C.   Top Secret, Secret, Confidential, Public Trust, Unclassified

D.   Top Secret, Confidential, Secret, Public Trust, Unclassified

20.   As part of a merger, your organization acquired a smaller organization that has specialized SLAs with its customer base. Now that the two IT systems are connected, which of the following can you use to document the security requirements between the two systems?

A.   SLA

B.   OLA

C.   ISA

D.   BPA

Answers

1.   C. The use of multiple people to complete a task is known as separation of duties, which creates an opportunity for checks and balances.

2.   A. Assuming social media is not required, then least privilege is the granting of access to only what is needed to perform work functions.

3.   D. A privacy impact assessment (PIA) is used to determine whether privacy-related data is properly handled.

4.   D. Job rotation involves the moving of people among jobs in an organization to reduce the risk of only one person knowing/performing a particular task.

5.   C. Policies are the documents used by management to communicate high-level goals and objectives.

6.   D. An MOU is a written agreement defining a common cause and actions on behalf of parties.

7.   A. Procedures are work-level step-by-step documentation that is dependent on the people, technology, and task. A change of equipment would necessitate a new procedure.

8.   B. Clean desk policies require all sensitive materials on your desk, including PII and other sensitive data types, are locked away and kept out of plain sight from unauthorized users.

9.   B. A business impact analysis documents the various risks to an organization and the resulting impact from disasters.

10.   C. Request for Information is considered a “pre-qualifier” for future proposal and quote requests.

11.   D. The first step is to define the privacy policy because this provides the needed guidance for all privacy activities.

12.   A. An operating level agreement (OLA) is an internal document that defines the relationships between internal parties to support business activities.

13.   C. A business partner agreement (BPA) contains the complete terms and conditions that both the partners agree to be bound by as participants in the partner program. This program is set in motion once the application to participate in the program is accepted by both partners.

14.   A, B. Changes in regulation can create the need for new policies and procedures.

15.   A, B, C. The components of a privacy policy can vary by organization, but some common components include clearly designating the elements of PII that are being collected and those that are stored; clearly stating what the PII will be used for, including any transfer to third parties; and designating security provisions and storage time for stored PII.

16.   C. Issue-specific policies target issues at the department, product, and process levels.

17.   A. Advisory policies provide strong recommendations as to the appropriate behaviors and actions that can be exhibited by employees. Informative policies are gentle recommendations or reminders for employees to consider.

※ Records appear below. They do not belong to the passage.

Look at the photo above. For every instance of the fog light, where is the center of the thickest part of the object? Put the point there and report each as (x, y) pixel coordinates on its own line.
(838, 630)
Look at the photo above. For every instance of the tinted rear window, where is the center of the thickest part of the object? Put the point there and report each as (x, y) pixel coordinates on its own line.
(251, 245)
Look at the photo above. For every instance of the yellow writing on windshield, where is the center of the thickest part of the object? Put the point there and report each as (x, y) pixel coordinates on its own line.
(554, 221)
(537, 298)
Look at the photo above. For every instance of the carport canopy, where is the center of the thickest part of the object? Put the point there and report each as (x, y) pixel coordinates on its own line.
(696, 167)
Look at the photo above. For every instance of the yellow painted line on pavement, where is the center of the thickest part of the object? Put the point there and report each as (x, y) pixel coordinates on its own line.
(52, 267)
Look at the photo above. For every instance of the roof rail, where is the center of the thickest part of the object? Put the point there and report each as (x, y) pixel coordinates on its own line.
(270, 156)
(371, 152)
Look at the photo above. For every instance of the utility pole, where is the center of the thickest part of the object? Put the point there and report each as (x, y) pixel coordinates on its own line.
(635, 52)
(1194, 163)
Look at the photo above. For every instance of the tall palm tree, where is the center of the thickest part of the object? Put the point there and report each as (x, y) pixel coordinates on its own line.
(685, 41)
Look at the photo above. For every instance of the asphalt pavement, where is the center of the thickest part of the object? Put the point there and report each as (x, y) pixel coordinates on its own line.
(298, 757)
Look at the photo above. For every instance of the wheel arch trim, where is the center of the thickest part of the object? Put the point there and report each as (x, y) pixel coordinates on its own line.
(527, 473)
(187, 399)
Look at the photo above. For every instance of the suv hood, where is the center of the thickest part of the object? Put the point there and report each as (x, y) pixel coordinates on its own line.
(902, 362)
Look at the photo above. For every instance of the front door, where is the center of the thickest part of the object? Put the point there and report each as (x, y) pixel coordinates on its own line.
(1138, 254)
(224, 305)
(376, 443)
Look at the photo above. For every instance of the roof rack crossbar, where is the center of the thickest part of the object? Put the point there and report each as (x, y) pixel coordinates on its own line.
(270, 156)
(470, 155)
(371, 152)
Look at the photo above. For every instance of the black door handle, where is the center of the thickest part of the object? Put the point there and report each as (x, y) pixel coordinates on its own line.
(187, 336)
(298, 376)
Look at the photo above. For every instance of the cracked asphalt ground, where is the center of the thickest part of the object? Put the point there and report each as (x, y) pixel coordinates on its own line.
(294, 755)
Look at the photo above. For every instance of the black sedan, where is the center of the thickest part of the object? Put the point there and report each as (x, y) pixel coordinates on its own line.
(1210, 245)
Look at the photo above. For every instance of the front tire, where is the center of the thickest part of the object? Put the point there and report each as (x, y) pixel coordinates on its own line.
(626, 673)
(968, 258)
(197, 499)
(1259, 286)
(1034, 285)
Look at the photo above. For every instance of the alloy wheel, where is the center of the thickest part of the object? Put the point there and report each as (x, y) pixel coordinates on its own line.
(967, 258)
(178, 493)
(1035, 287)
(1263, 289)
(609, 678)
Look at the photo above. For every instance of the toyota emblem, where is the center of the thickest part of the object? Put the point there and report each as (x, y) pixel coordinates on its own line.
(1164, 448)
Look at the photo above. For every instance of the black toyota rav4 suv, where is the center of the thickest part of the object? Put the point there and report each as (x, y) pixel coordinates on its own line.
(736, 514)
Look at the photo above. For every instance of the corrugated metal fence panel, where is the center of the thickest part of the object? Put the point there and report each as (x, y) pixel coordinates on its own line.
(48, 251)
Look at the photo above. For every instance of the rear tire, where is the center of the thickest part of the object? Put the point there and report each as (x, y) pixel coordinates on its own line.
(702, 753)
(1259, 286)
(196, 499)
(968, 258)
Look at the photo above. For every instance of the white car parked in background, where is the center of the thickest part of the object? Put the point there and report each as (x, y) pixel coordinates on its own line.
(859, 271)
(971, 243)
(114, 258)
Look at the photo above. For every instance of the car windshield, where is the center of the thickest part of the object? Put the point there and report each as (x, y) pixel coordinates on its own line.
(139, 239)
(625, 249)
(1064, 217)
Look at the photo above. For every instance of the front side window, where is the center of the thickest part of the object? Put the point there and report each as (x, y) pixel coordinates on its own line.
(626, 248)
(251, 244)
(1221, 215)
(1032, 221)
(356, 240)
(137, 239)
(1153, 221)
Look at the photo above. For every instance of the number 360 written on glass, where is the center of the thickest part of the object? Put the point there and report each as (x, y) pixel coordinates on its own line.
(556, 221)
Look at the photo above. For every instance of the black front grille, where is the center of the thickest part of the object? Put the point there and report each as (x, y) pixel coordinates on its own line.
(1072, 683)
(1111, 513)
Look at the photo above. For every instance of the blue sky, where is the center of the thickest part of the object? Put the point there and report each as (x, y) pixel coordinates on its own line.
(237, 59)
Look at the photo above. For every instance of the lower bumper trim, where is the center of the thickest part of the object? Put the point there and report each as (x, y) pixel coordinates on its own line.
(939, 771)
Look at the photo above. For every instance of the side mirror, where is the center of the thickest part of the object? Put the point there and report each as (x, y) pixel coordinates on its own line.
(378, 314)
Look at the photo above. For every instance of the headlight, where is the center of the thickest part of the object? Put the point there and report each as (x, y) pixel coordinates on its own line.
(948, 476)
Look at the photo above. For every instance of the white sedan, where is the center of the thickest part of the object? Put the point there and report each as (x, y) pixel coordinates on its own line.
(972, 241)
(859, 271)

18.   B. Master service agreements are all-encompassing agreements between multiple organizations that serve as the building blocks for future agreements, transactions, and business documents.

19.   C. Government and military environments typically use Top Secret, Secret, Confidential, Public Trust, and Unclassified as their most-sensitive-to-least-sensitive classification levels.

20.   C. An interconnection security agreement (ISA) is a specialized agreement between organizations that have connected IT systems to document the security requirements associated with the interconnection.